Personally, I don’t doubt steroids should be outlawed in sport. I’m not sure our publisher, Mr. Asham, would argue that steroids shouldn’t be outlawed. It’s just that we’d both like someone to give us a good reason why.
On Wednesday Jerry Crasnick wrote the following at espn.com. These comments were taking from a 40-minute interview with Marvin Miller conducted by Peter Gammons:
Crasnick set this up by writing: “Miller took several other hard-line and potentially unpopular stands during a 40-minute interview with ESPN.com Tuesday. Among his other observations:”
• On the issue of performance-enhancing drugs in baseball: “I have a personal belief that there’s no such thing as a magic pill or magic injection. I don’t know that there’s any scientific evidence that there’s a performance-enhancing drug. Players take it because they think it does. That’s a far cry from saying that it does. Where is the evidence that requires testing?”
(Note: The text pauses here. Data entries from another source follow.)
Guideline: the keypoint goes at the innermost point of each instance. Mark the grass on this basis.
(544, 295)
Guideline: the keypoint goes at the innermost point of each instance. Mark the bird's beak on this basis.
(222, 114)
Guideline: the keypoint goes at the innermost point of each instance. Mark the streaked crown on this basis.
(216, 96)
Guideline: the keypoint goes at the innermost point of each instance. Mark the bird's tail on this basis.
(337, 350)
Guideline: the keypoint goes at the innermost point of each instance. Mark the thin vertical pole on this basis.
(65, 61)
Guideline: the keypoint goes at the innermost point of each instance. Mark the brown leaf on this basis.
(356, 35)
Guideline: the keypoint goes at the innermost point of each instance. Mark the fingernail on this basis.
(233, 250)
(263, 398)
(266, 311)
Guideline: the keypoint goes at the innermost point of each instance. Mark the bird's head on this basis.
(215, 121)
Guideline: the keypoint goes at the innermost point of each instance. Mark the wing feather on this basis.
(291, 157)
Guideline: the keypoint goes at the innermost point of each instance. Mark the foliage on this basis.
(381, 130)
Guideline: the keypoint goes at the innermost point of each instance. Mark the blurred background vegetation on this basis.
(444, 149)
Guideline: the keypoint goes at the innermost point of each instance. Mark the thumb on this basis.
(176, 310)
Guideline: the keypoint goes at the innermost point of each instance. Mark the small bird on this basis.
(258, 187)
• On the argument that steroids should be eliminated from the game because of health concerns: “Not one but two surgeons general have said that tobacco use is the worst cause of death in the United States that can be prevented — that we lose 400,000 people a year to tobacco-related incidents and over time it runs into the millions. Yet not only do we not outlaw tobacco, but the U.S. Congress keeps giving subsidies to the tobacco industry and everybody sits back and smiles. On the other hand, there’s not one single documented death from the use of steroids. So that’s a hypocritical lie.”
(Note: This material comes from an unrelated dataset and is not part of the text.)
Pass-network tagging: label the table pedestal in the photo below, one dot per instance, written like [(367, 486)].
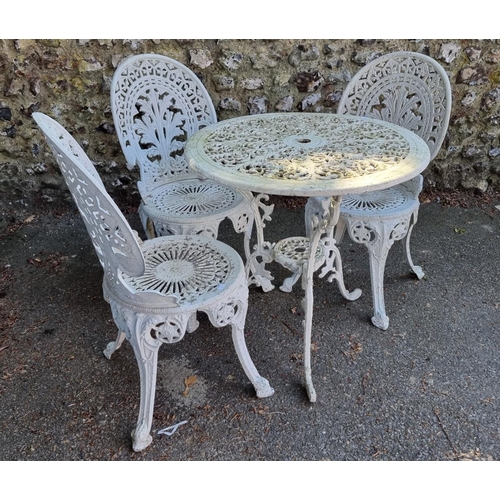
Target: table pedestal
[(303, 256)]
• On the dangers of taking drug test results as gospel: “Anybody who has read about urine testing for a long time knows that quite a number of false positives come up. You get a false positive and then people are questioned in another context — ‘were you a user?’ They say no. And then you get a news leak — a leak of a leak, as it were — and it turns out that you tested positive. If you said something under oath, you could go to jail and still be an innocent person.”
• On why the union didn’t necessarily have to bend to the wishes of membership and agree to random drug testing. “I have no doubt that was a factor in the union agreeing to it. But leadership can’t just take a poll on what membership wants. You also have to judge whether this is in the best interests of the people you represent. If the entire membership voted unanimously to disband, would you do it?”
• On the media’s role in perpetuating steroid use by referring to the drugs as “performance enhancers”: “A kid who would love to be a professional athlete reads the sports pages or watches ESPN and is told over and over again, ‘These are performance enhancing drugs. They will make you a Barry Bonds or an A-Rod or a Roger Clemens,’ The media, without evidence, keep telling young people all over the country, ‘All you have to do to be a famous athlete with lots of money is take steroids.’ The media are the greatest merchants of encouraging this that I’ve ever seen.”
Miller also criticized the Justice Department for engaging in “union-busting tactics” by using the confidentiality provision in the drug testing to get information from players, and said many of the “experts” who advocate for greater testing in sports have an inherent conflict because they run labs and stand to profit.
“It’s a witch hunt in baseball, for sure, but it also extends to cycling and the Olympics,” Miller said. “And the victims are the athletes. They’re obviously the ones being hunted down here.”
There are a lot of people who write the truth and know the truth. The trouble is, the mainstream media — a large portion of whom are smokers and drinkers — believe that steroids are bad and are perpetuating what Miller calls “a hypocritical lie.”
Again, the biggest problem we face in sports is not steroid use but an ignorant mainstream media reporting falsehoods and perpetuating lies.